# Convert Internal Blu-ray into External USB player



## suiathon

I salvaged some parts from an old laptop, including an internal Blu-ray DVD burner/player.  Since my new laptop does not have an optical drive, I would like to convert this into a USB plug in for the occasion movie or disc burning.  Can you recommend an enclosure that is proven to work and is preferably USB 3.0 or USB C. 

Here are the specs on the drive and old laptop:

Acer Aspire 5745

BD-ROM / DVD REWRITER
Model: CT21N
Mfg Date: 2010/03/01
H/W: A
MECHA: A
Rom Ver: 1.00


----------



## voyagerfan99

Why do people always try to do this? It's not worth the time. You can buy a USB bluray burner easier and faster.


----------



## The VCR King

voyagerfan99 said:


> Why do people always try to do this? It's not worth the time. You can buy a USB bluray burner easier and faster.


Same. I tried building an external burner from an old internal drive years ago and it worked horribly. By the time you buy the things like a USB to SATA/IDE/whatever and an enclosure you'd probably be spending less on an actual external drive.


----------



## spirit

The VCR King said:


> Same. I tried building an external burner from an old internal drive years ago and it worked horribly.

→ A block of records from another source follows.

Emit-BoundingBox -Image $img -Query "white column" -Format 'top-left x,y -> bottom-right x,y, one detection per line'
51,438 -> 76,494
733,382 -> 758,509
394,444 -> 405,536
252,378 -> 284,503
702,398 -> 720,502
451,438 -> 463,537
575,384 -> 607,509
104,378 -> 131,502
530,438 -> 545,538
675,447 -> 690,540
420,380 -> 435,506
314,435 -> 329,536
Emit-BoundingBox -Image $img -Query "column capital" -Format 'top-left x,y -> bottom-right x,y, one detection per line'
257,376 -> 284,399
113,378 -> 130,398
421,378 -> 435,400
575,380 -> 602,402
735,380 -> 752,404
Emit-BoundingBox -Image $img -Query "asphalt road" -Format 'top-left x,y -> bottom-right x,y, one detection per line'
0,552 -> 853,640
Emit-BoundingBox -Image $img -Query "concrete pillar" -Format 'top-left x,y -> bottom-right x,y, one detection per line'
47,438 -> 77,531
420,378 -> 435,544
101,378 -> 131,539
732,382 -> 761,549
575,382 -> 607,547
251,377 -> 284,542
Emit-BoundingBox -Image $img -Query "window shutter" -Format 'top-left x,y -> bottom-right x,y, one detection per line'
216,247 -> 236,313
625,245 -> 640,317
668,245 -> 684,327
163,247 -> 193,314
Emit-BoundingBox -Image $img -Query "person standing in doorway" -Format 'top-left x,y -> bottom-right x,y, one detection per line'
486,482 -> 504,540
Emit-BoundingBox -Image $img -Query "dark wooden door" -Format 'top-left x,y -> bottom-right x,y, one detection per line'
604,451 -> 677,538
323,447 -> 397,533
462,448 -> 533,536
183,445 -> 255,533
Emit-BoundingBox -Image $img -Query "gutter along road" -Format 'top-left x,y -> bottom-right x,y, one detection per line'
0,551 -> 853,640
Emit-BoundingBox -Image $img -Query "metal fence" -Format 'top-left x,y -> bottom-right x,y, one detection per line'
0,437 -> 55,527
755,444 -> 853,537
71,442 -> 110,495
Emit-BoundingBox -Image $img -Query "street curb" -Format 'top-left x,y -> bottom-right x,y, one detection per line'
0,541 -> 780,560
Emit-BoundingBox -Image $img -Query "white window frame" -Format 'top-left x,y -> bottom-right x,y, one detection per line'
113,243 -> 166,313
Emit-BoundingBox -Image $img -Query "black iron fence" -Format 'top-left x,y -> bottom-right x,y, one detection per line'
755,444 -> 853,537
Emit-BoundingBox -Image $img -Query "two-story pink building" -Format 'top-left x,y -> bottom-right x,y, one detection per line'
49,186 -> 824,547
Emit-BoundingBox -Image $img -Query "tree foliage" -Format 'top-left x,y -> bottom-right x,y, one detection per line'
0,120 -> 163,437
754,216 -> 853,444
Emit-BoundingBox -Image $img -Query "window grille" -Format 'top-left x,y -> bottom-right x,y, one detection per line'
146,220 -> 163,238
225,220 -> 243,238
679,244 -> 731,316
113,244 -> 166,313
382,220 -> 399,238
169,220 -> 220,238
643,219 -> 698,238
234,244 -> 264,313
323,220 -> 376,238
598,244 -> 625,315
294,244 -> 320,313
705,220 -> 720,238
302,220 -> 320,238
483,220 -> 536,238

By the time you buy the things like a USB to SATA/IDE/whatever and an enclosure you'd probably be spending less on an actual external drive.


Exactly!

Now I did actually do this recently. I bought a 3.5" 5.25" drive bay from Amazon for £40 and it's rubbish. Feels cheap and tacky, if I use it plugged in via eSATA I can't watch films without them jumping and skipping. If I use it plugged in via USB 3.0 I can't burn any kind of discs. So that means my £70 Blu-Ray burner is useless. I only bought it because I already owned the drive and I've got an NZXT H440 case which does not have any optical drive bays, but I wish I had just bought a USB drive instead for a little bit more than the cost of this enclosure which would have done a much better job. Now I need to try and find out if my drive is at fault or if the enclosure is regarding the lack of burning capabilities now, but I'm going by the fact that the drive worked perfectly before that it's this stupid enclosure. It's the only SATA one I could find so it was expensive and crap, but I guess you know optical technology is dead when this is now the case.


----------